We are getting older and the number of chronically ill patients is increasing, which places growing pressure on the welfare sector to find new solutions for proactivity, business models and funding. Through the Social & Health Impact Center initiative, RISE is helping the welfare sector to meet its urgent need to achieve more socially and economically sustainable resource use. The idea is that the models currently being formulated for the welfare sector can also be used in other sectors of society, when it comes to, for example, achieving climate goals.
Demographic and societal changes put immense pressure on the publicly funded welfare sector in Sweden, as well as in comparable countries. Proactive and preventive solutions are required for more efficient use of resources.
When the Social & Health Impact Center (SHIC) initiative was started in 2018, the objective was to find a model for effective development in the welfare sector. What are the main factors for successful development? What skills are needed?
“SHIC is a knowledge centre helping the publicly funded welfare sector transition to more effective and more preventive solutions,” says Tomas Bokström, Project Manager at SHIC.
Structure through social health impact bonds
One model being tested involves so-called social health impact bonds.
“Major resources are invested into diverse projects within the public sector, but when the money runs out, things often go back to square one,” says Bokström.
“We believe in starting by defining the desired outcome of an initiative. Once all stakeholders agree on the desired outcome, an agreement is reached on what to do and how it should be funded, and then resources are also allocated to ensure implementation. Social outcome contracts are a way of structuring this kind of work.”
The SHIC team works operatively by assisting with needs analysis, literature review, implementation, and outcome evaluation. An important part of the work is to ensure learning during the project and that all knowledge is accessible to everyone.
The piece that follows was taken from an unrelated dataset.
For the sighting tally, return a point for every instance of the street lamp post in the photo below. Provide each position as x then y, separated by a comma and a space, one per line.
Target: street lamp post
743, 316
The model can be used across the welfare sector, but even more broadly
Outcome evaluation crucial
Another crucial aspect of the work involves the application of evaluation techniques; in other words, how social and health outcomes can be defined, measured and valuated reliably and legitimately for all relevant stakeholders.
One project is underway in Botkyrka Municipality, where the desired outcome is reduced sick leave among municipal employees. Based on a comprehensive analysis of the municipality’s data on sick leave, a review of existing research and discussions with managers and employees, a way of working is being developed to prevent sick leave and foster health-promoting workplaces. RISE is supporting the work in partnership with the Swedish Association of Local Authorities and Regions (SALAR).
“The model can be used across the welfare sector, but even more broadly, such as in efforts to achieve climate goals or at the junction between infrastructure and social initiatives,” says Bokström.
Funding for sustainable resource use
In parallel to its operative work, SHIC engages in dialogue with, for example, the Ministry of Enterprise and Innovation, SALAR, the Swedish Agency for Economic and Regional Growth, Vinnova and academia in order to devise proposals for funding the initiatives needed to achieve more socially and economically sustainable resource use.
“For these types of system-changing initiatives, the state needs to take responsibility and assist the municipalities financially, perhaps by means of national outcome funds. We are trying to learn from other countries in this work. The sharing of knowledge is by and large an important part of the development and refinement of social outcome contracts,” says Bokström.